(206) 555-0127 ◇ Seattle, WA
ilya.marchenko@example.com ◇ linkedin.com/in/ilya-marchenko ◇ ilyamarchenko.com
Machine learning engineer with 6 years building and deploying models for e-commerce, currently a senior machine learning engineer owning the product recommendation and search ranking models for a marketplace with 22 million monthly users. Raised recommendation click-through rate 34% and revenue per session 12% through a 2-tower retrieval and ranking system, cut model training cost 47% through a feature store and incremental training, and holds a 99.9% availability record on models serving 40,000 requests a second at peak. Ships models the way a good engineer ships software: tested offline, validated online, and monitored after.
Thesis on learning to rank with implicit feedback. Coursework in Deep Learning, Statistical Learning, Recommender Systems, Distributed Computing, and Optimisation.
Graduated with honours. Also holds a Google Cloud Professional Machine Learning Engineer certification earned in 2022.

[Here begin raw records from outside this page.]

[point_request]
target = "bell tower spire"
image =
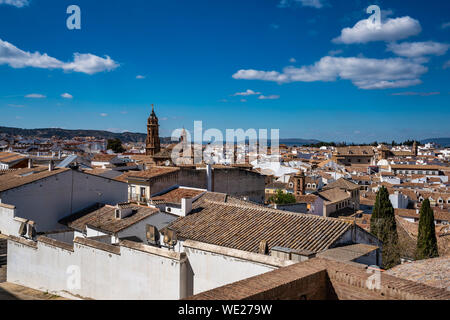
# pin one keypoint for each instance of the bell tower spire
(152, 144)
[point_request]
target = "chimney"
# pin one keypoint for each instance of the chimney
(186, 206)
(121, 213)
(209, 177)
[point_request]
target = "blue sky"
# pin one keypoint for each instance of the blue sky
(310, 68)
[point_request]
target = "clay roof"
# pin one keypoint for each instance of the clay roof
(354, 151)
(103, 218)
(334, 195)
(24, 176)
(307, 198)
(343, 184)
(175, 195)
(242, 227)
(416, 167)
(101, 157)
(347, 281)
(151, 172)
(10, 157)
(432, 272)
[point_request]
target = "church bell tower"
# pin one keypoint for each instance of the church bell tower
(152, 143)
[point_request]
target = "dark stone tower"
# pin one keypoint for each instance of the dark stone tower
(299, 184)
(152, 143)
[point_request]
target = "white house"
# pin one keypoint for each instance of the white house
(46, 195)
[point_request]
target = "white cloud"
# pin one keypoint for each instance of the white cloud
(335, 52)
(90, 64)
(418, 49)
(85, 63)
(15, 3)
(363, 72)
(304, 3)
(392, 30)
(271, 97)
(67, 96)
(35, 96)
(247, 93)
(422, 94)
(445, 25)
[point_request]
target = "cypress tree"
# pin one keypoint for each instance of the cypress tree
(426, 240)
(384, 226)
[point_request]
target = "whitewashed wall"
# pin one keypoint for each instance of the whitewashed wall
(48, 200)
(9, 223)
(133, 274)
(215, 266)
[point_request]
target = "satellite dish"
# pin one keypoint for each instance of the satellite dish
(23, 229)
(170, 238)
(263, 247)
(152, 234)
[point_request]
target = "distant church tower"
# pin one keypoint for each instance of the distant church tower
(415, 148)
(152, 143)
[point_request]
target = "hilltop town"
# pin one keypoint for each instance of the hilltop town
(77, 216)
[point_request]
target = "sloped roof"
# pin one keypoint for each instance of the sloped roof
(343, 184)
(242, 226)
(104, 218)
(24, 176)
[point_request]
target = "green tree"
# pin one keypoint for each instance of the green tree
(115, 145)
(282, 198)
(426, 240)
(383, 225)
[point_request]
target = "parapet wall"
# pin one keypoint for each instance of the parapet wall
(96, 270)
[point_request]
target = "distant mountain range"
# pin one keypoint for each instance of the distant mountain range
(140, 137)
(443, 142)
(70, 134)
(47, 133)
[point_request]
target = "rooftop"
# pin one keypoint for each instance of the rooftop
(24, 176)
(432, 272)
(104, 218)
(343, 184)
(175, 195)
(152, 172)
(216, 220)
(322, 279)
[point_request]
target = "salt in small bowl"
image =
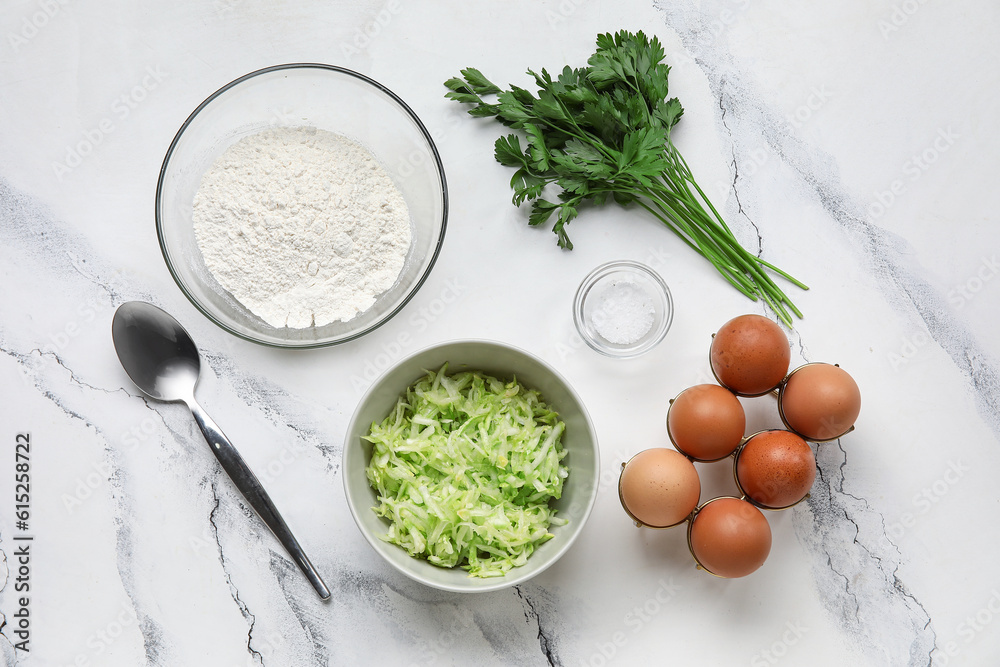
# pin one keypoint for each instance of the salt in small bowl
(623, 309)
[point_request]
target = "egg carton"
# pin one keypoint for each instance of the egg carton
(736, 552)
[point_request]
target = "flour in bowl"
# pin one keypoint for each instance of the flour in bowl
(302, 226)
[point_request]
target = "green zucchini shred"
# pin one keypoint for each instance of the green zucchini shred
(464, 467)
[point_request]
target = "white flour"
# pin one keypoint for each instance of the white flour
(303, 226)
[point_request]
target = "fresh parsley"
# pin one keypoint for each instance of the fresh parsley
(603, 132)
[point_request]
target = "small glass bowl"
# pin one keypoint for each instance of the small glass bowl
(623, 309)
(312, 95)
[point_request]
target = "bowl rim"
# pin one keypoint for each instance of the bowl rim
(512, 578)
(303, 345)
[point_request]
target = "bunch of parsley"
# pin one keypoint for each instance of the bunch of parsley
(601, 132)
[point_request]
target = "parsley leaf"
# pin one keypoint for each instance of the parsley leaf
(603, 131)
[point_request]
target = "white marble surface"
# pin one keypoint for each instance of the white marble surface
(799, 117)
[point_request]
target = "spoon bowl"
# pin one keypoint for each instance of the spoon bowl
(156, 352)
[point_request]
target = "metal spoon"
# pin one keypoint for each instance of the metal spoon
(162, 360)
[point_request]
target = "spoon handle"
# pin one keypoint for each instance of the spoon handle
(254, 492)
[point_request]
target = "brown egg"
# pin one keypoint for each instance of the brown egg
(730, 537)
(750, 355)
(776, 469)
(706, 422)
(820, 401)
(659, 487)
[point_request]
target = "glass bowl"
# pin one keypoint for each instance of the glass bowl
(623, 309)
(295, 95)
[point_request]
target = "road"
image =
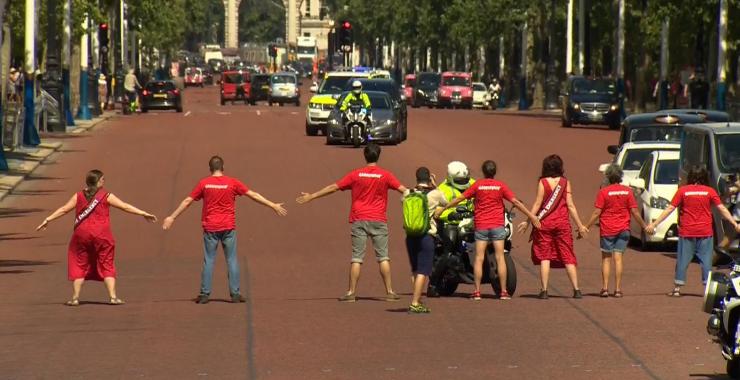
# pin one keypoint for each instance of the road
(293, 268)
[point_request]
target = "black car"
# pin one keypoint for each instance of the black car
(260, 87)
(590, 101)
(389, 86)
(161, 95)
(425, 92)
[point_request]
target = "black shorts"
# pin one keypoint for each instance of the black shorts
(421, 254)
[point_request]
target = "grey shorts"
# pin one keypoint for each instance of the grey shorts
(378, 232)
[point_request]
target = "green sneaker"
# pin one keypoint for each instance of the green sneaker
(419, 309)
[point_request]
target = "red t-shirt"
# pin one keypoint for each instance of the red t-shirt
(369, 187)
(489, 202)
(694, 210)
(615, 202)
(218, 194)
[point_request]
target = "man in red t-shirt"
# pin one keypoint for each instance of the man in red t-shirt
(695, 234)
(369, 186)
(614, 205)
(489, 195)
(218, 193)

- Own the product recommendation and search ranking models for a marketplace with 22 million monthly users, serving 40,000 requests a second at peak on a machine learning team of 9.
- Raised recommendation click-through rate 34% and revenue per session 12% through a 2-tower retrieval model and a gradient boosted ranking model validated in 14 A/B tests.
- Cut model training cost 47% through a shared feature store and incremental training, and hold a 99.9% availability record on model serving over 3 years.
- Built demand forecasting and pricing models for a retail analytics platform used by 300 retailers over 2.5 years.
- Cut forecast error 23% for 1.2 million SKU and store combinations through a gradient boosted model with 140 engineered features.
- Built the model monitoring system tracking 25 models for drift, which caught 6 silent failures in its first year.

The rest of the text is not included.